Foto: Detlev Konnerth/Imago

„Von all den Zeugen, die geladen,

vergess ich auch die Zeugen nicht.

Als sie in Reihn den Saal betraten,

erhob sich schweigend das Gericht.

Wir blickten auf die Kleinen nieder,

ein Zug zog paarweis durch den Saal.

Es war, als tönten Kinderlieder,

ganz leise, fern, wie ein Choral.

Es war ein langer bunter Reigen,

der durch den ganzen Saal sich schlang.

Und immer tiefer ward das Schweigen

bei diesem Gang und Kindersang.

Voran die Kleinsten von den Kleinen,

sie lernten jetzt erst richtig gehn

- auch Schuhchen können lachen, weinen -,

ward je ein solcher Zug gesehn?...

Ihr heimatlosen, kinderlosen,

wer schickte euch? Wer zog euch aus?

Wo sind die Füßchen all, die bloßen?

Ließt ihr sie ohne Schuh zu Haus?...“

Diese Zeilen des Gedichtes „Die Kinderschuhe von Lublin“ von Johannes R. Becher kommen einem unwillkürlich in den Sinn angesichts der Lebensgeschichte von Vera Friedländer. Es ist eine Hommage an die Tausenden von jüdischen Kindern, die im KZ von Majdanek, einem Vorort von Lublin, vergast wurden. Es war das erste Vernichtungslager der Hakenkreuzler im besetzten Polen. Becher schrieb das berühmt gewordene Gedicht, das in der DDR jedes Schulkind kannte, unter dem Eindruck eines Berichts von Konstantin Simonow über den Fund von abertausenden Kinderschuhen in diesem KZ, einem der grauenvollsten Vernichtungslager.

Damit nur ja nichts verloren ging, achtete die SS-Verwaltung penibel auf eine wirtschaftliche Verwertung der Habseligkeiten ihrer Opfer, darunter die Schuhe.

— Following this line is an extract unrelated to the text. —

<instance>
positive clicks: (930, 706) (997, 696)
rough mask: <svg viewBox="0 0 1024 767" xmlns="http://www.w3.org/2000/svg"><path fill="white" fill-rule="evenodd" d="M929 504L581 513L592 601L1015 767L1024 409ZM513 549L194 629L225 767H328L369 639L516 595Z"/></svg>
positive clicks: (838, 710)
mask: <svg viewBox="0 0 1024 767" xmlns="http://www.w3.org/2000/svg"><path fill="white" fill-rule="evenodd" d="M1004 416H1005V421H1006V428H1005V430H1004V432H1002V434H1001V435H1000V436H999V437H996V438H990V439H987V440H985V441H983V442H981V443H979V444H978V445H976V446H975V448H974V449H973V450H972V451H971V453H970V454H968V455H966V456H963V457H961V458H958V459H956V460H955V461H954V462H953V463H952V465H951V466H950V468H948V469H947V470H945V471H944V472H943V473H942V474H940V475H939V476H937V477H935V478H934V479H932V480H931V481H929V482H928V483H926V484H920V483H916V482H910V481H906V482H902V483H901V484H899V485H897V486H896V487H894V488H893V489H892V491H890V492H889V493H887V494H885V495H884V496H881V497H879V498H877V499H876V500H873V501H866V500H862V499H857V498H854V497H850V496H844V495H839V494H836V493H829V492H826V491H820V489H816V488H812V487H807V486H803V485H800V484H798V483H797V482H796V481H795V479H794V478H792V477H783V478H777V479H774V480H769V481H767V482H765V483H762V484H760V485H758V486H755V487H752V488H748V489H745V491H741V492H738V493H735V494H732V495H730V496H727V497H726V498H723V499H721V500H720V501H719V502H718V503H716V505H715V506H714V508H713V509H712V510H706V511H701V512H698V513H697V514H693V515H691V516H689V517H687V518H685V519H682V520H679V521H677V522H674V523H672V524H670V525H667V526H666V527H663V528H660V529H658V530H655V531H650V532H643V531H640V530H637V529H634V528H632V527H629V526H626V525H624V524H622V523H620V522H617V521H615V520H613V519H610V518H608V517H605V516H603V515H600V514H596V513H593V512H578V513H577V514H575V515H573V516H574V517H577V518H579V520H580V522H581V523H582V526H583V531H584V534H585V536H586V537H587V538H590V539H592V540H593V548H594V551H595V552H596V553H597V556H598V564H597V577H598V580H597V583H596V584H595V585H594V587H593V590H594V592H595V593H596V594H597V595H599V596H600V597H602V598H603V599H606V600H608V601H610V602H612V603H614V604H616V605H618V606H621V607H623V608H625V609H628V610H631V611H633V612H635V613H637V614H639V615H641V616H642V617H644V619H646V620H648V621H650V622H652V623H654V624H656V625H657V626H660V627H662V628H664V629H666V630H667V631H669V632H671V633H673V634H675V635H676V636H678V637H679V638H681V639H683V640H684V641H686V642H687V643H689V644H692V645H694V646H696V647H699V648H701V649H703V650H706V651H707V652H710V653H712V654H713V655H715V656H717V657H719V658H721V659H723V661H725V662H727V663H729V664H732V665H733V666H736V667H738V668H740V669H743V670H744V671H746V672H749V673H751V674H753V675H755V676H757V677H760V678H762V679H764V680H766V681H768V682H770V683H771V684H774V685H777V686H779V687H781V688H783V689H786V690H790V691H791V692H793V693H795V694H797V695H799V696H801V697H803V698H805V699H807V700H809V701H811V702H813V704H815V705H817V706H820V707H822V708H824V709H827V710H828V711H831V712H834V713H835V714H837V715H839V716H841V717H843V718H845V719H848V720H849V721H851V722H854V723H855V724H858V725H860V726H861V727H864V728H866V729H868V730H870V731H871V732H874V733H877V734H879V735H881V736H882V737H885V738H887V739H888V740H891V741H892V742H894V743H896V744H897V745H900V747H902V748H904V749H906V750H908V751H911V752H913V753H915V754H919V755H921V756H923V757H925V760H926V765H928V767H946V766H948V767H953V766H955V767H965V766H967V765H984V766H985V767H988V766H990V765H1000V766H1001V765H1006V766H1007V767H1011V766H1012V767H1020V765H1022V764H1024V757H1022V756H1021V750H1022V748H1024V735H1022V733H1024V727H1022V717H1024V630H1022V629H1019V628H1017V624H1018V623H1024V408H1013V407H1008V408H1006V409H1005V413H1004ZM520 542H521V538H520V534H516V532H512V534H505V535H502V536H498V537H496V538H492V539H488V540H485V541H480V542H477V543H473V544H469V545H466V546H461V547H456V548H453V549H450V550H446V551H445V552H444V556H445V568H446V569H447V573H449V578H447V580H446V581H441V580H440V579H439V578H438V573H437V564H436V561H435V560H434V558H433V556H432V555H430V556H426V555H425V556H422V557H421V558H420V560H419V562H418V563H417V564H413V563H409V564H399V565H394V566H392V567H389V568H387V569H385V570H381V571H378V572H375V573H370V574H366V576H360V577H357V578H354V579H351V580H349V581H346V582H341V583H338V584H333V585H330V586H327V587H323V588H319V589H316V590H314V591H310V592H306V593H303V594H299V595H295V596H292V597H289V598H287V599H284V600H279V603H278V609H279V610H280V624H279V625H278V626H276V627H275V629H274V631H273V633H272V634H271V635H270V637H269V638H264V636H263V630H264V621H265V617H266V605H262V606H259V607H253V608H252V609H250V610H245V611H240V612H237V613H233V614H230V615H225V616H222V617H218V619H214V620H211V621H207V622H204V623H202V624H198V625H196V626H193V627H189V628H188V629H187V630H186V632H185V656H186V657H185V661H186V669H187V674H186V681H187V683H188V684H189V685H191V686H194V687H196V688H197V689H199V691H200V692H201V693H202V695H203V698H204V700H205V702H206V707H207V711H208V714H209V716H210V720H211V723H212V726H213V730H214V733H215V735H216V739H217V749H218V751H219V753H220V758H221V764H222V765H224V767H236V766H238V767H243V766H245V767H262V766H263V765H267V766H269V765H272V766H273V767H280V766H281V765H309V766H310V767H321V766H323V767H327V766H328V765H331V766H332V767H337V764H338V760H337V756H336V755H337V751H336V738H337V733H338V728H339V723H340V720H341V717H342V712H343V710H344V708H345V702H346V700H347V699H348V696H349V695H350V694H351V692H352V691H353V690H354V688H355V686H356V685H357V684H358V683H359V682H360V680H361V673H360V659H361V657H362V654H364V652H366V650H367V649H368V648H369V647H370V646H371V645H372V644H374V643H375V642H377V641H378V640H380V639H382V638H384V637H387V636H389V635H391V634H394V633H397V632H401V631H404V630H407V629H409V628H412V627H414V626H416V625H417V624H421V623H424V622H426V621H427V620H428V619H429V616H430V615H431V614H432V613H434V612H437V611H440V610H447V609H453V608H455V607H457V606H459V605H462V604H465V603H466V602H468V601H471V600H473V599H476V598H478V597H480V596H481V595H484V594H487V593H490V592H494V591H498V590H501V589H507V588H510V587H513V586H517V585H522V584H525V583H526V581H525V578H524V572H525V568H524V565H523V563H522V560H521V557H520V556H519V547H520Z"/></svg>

Nicht nur in Lublin-Majdanek, auch in anderen KZs stießen die Befreier 1945 auf enorme „Schuhberge“, so u. a. in Auschwitz, Ravensbrück, Neugamme, Bergen-Belsen, Flossenbürg und Sachsenhausen. Unter der Anleitung der örtlichen Handwerkskammern wurden von der SS-“Gemeinschaft Schuhe“ jeweils eigens mehrere Hundert Häftlinge umfassende „Trennkommandos“ zur Zerlegung der Altschuhe abgestellt. Es ging darum, „Beutegut und Altschuhwerk“ der Ermordeten zu verarbeiten, um die Neulederbestände zu schonen: Menschen als Ressourcenlieferanten für die Kriegswirtschaft.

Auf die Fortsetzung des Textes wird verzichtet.